If you’re like many students, you were surprised to hear that most Business Schools require a minimum GMAT score. Once that surprise wore off, you may have adopted one or more of the following attitudes:
Annoyance: I have better things to do than take this test!
Indignation: I had a 4.0 GPA at the Doug Winkleton School of Modern Dance and Appliance Repair, and I still have to prove myself?
Fear: Oh no! Now everyone will know that I don’t recall the quadratic formula!
Depression: Can I eat ice cream in the testing center?
While these feelings may be completely natural, they certainly won’t help your score. In fact, when your GMAT preparation is clouded in negativity, you end up studying less, and when you sit down to study, your negative emotions impede learning.
To help improve your study sessions and facilitate learning, it’s important that you adopt a positive attitude.
Am I suggesting that you begin each prep session convincing yourself that today is a SUPER-FANTASTIC day to spend 3 hours studying?
Am I suggesting that you occasionally pause your study sessions to be thankful that your dream school has set a minimum GMAT score?
Am I suggesting that you smile like a deranged lunatic whenever you think of the GMAT, and that you sing the praises of the test to everyone you meet?
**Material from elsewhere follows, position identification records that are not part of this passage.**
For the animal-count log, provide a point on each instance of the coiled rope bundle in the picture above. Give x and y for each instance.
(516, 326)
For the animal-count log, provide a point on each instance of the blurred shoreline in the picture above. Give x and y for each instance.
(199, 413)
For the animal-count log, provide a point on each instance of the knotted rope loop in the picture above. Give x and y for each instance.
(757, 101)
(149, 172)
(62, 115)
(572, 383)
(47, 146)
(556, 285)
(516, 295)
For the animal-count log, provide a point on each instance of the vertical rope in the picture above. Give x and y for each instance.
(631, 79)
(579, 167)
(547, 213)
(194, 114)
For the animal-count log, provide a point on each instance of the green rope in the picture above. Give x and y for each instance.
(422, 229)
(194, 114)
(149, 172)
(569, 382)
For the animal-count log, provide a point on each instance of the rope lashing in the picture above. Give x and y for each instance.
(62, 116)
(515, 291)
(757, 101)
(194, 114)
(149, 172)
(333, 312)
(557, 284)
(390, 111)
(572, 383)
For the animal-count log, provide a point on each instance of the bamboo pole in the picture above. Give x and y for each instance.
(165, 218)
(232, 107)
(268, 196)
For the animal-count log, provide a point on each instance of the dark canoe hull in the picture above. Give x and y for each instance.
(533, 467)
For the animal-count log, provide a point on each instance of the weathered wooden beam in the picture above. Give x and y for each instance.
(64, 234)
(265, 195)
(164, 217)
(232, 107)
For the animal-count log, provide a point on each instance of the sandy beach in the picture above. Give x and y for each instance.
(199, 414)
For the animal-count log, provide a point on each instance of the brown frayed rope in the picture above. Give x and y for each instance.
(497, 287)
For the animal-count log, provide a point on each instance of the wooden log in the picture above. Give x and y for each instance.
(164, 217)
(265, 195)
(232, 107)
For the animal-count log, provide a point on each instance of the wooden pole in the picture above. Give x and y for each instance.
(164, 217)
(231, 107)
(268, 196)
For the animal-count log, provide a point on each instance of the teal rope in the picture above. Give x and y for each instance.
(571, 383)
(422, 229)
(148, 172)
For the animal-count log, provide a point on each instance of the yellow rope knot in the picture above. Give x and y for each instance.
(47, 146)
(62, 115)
Well, that would be wonderful gesture, and, if doing so can improve your score, then by all means, fill your boots!
Sure, all of this may sound silly, but it’s much much MUCH better than swearing through clenched teeth every time you think of the GMAT. Besides, the truth of the matter is that you’re learning is a lot of important and useful skills that can be applied to many of your future business activities.
Your future business career will undoubtedly involve reading complicated documents and gleaning the important information. So, perfecting your reading comprehension skills will not only help you ace the GMAT, but also help benefit your career. Super fantastic!!
If you’ve spent any time working on Sentence Correction questions, you’ve probably come to the realization that a lot of people around you suffer from bad grammar. As you might imagine, this deficiency can negatively affect others’ perceptions of one’s competence. So, while some Sentence Correction questions may stump you, keep reminding yourself that you’re learning practical communication skills that will inevitably serve you well in the future.
Will there come times when you need to present a strong argument or dissect someone else’s argument? Of course!
Granted, you probably won’t need to factor many polynomials in your new career, and CEOs are seldom called upon to answer questions about Jeanette’s age (which happens to be twice that of Rita’s age 7 years ago), but you WILL be called upon to apply many of the math skills that the GMAT tests. More importantly, GMAT math questions often require you to think in new, creative ways to quickly identify the solution. All of this will come in handy in the future.
This section requires you to evaluate information presented in multiple formats, discern patterns, and combine verbal and quantitative reasoning to solve everyday problems. You'll definitely need these skills if you want to succeed in today's data-rich world.
The Big Takeaway
Of course you’d rather eliminate the GMAT from your to-do list, but the reality is that you must take this test. So, quit complaining, suck it up, and embrace the skills you’re learning, because they’ll inevitably make you a better businessperson.